前一篇博客内写的代码在运行过程中还出了很多错误。而且洛谷网页也有一些奇怪的地方,会使程序报错,因此花两天修改了代码,十分感谢大佬的指点。
写代码就是不断找错和不断改错的过程,还得继续虚心学习。
换关键词后网页源代码元素有变化,导致无法用原来的语句循环定位。
出现了无法换关键词的问题。
洛谷网页跳转慢,经常出现会爬取到上一页的内容或者无法获取下一页元素的问题,需要爬取前time.sleep()几秒。
爬取效率太慢,需要优化程序甚至换思路。
发现xlsxwriter逐列导入excel表格最多只能导入两列,超过两列即报错。
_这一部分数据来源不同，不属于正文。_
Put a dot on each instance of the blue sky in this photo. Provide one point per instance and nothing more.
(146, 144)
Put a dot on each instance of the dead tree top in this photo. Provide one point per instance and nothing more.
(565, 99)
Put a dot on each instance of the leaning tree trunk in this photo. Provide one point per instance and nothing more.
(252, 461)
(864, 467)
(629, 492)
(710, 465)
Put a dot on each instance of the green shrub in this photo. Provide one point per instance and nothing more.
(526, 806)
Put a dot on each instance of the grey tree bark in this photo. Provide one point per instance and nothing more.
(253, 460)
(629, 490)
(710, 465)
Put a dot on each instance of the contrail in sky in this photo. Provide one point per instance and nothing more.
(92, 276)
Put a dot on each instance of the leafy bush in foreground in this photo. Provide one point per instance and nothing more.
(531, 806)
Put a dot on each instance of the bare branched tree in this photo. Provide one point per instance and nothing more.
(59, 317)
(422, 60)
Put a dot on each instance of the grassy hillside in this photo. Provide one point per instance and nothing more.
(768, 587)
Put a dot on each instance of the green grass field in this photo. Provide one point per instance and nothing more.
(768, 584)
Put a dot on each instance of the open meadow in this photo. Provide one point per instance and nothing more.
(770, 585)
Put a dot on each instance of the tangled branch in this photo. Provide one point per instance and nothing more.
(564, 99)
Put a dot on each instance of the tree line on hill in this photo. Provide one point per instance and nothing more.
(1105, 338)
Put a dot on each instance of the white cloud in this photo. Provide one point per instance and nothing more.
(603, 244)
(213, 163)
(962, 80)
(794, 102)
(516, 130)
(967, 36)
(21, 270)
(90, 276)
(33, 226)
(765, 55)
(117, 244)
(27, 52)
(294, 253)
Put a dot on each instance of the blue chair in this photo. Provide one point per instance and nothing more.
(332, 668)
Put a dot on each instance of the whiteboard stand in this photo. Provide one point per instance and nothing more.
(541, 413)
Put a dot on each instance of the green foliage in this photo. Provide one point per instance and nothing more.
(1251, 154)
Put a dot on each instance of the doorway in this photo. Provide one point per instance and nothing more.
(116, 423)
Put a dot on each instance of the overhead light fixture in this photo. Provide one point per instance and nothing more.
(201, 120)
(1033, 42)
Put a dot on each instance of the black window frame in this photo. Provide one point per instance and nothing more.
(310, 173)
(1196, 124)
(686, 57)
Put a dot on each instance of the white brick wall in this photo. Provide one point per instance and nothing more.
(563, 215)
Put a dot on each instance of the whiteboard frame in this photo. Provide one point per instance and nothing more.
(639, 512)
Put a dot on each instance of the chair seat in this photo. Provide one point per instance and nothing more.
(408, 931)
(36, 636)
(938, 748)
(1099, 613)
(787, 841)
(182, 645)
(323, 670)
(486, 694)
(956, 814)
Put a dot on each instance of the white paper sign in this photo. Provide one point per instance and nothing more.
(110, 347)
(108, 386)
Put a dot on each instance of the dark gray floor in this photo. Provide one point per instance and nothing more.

发现是有列表没有获取完,需要完善爬虫代码。
出现了全局变量和局部变量重名的错误,在函数内声明global变量即可,因为我本来思路就是要在函数内改变全局变量。
发现每次在题库末页转换题库的时候总会出错,上网查了貌似是因为网页元素仍未加载完导致无法定位元素,但是我已经加了隐形等待甚至在换题库的位置加了强制等待4秒的指令,仍然报错,故尝试不爬取末页资料,发现可行。
为了爬取最后一页,用了try except指令,使其不论报什么错都能继续运行,可行。
上述错误都已解决
现附上修改后的代码
from selenium import webdriver
import xlsxwriter
import time
count = 0
# 设置火狐不加载图片,提高速度
options = webdriver.FirefoxProfile()
options.set_preference('permissions.default.image', 2)
# 设置火狐驱动器的环境
wd = webdriver.Firefox(options)
# 打开网页
wd.get("https://www.luogu.com.cn/problem/list")
# 设置隐形等待网页加载完成,10秒内未加载完成即报错
wd.implicitly_wait(10)
def start_crawler():
time.sleep(2)
# 获取页数
page_number = wd.find_element_by_xpath('//*[@id="app"]/div[2]/main/div/div/div/div[2]/div/div/span/strong')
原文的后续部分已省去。